Auto-focus on modern cameras is great. It is often very precise, and makes it a lot easier to shoot photos quickly. However, it’s not always perfect, especially if you’re trying to focus on something with a lot of different elements that are at slightly different distances. If you’re using a wide aperture, with less depth of field, it’s possible that part of your shot may be out of focus. You may even see this on portraits, where part of a face may be sharp, and other parts soft.
Most good modern cameras also offer a manual focus option. You won’t find this on a point-and-shoot camera, but any camera with interchangeable lenses, and some without, give you the possibility to focus manually. One of my two cameras is the Olympus Pen-F, which offers manual focus, and has some “Focus Assist” features which are really useful.
First, you want to set the camera to use both auto and manual focus. Go to the Custom Menu > AF/MF > AF Mode > Still Picture, and select S-AF+MF. This means that the camera will use single auto-focus when you press the shutter halfway. But if you want, you can also use the focus ring on your lens to adjust focus; just start turning it while you’re holding down the shutter. When everything is ready, press the shutter the rest of the way to shoot a picture.
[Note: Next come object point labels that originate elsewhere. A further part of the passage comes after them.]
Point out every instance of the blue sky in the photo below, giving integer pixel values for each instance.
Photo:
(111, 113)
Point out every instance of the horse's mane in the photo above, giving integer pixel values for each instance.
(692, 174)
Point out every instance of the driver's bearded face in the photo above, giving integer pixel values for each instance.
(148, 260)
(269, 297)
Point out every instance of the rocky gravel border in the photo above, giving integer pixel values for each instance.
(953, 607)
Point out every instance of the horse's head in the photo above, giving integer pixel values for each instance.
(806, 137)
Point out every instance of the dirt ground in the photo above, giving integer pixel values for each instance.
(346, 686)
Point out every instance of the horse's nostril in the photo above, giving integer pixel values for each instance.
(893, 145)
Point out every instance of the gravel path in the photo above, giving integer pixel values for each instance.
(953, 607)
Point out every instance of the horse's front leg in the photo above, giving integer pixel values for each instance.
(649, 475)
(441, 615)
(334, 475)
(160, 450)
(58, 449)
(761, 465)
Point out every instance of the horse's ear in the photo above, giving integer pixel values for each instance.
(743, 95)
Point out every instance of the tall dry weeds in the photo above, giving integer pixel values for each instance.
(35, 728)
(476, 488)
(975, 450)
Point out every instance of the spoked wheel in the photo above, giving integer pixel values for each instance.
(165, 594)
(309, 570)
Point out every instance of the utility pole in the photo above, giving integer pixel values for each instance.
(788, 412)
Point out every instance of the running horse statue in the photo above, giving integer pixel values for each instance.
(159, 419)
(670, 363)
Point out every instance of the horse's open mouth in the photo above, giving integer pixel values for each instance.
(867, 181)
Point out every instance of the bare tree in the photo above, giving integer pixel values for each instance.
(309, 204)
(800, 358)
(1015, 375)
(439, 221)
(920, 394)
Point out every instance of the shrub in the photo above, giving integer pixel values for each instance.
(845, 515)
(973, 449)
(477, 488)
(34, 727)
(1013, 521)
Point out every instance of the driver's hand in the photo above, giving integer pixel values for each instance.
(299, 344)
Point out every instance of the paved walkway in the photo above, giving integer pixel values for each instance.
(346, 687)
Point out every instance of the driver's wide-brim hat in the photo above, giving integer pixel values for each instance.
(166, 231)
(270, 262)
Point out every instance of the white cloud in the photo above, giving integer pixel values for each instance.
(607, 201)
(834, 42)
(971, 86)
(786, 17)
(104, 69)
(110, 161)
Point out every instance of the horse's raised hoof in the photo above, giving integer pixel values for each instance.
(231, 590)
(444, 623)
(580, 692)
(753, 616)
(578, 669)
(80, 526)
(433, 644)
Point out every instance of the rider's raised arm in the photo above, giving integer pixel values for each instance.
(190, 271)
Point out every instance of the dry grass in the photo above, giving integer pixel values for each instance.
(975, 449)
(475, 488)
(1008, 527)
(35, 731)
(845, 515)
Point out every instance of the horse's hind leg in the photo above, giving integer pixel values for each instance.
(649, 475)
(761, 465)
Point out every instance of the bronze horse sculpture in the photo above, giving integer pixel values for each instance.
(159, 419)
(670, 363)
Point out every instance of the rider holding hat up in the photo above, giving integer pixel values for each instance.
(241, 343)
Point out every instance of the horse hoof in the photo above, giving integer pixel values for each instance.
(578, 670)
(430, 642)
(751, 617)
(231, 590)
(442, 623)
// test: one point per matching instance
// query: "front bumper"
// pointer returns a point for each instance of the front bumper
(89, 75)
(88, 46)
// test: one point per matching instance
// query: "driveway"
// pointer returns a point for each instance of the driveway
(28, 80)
What’s really useful with this camera, however, is the MF Assist settings (at Custom Menu > AF/MF). You have two options: Magnify and Peaking. If you select Magnify, the viewfinder or back LCD zooms in on your focus point, making it easier to see if you’re precisely in focus. This is a 10x zoom, and, as you’ll see, gives you a very good close-up allowing you to make sure that your subject is sharp.
The second option, Peaking, displays white lines that highlight the areas in focus. You can adjust the color and intensity of these lines in Custom Menu > Disp/PC > Peaking. You can change the intensity and color of these lines.
Here’s a shot of the Pen-F focusing on a pen holder a few feet away:
When I start moving the focus ring in the lens, here’s how it looks at 10x zoom:
Remember, the camera zooms in on your focus point, so if it’s not centered, you won’t see the zoom at the center of the image.
I find that the Magnify setting is much more useful than Peaking. I don’t like the intrusive lines, though they may be useful for certain types of photos (such as macro photography). But with the Magnify feature turned on, I can make sure that I’m always in focus.
You can also use this in pure manual focus mode. As soon as you start moving the focus ring on your lens, the camera zooms in. I find this a bit more distracting, since it’s harder to compose images, but if you’re shooting on a tripod, this is a lot easier to use, since you’ll first compose your image in the LCD, then focus; you won’t need to worry about holding down the shutter half way then shooting.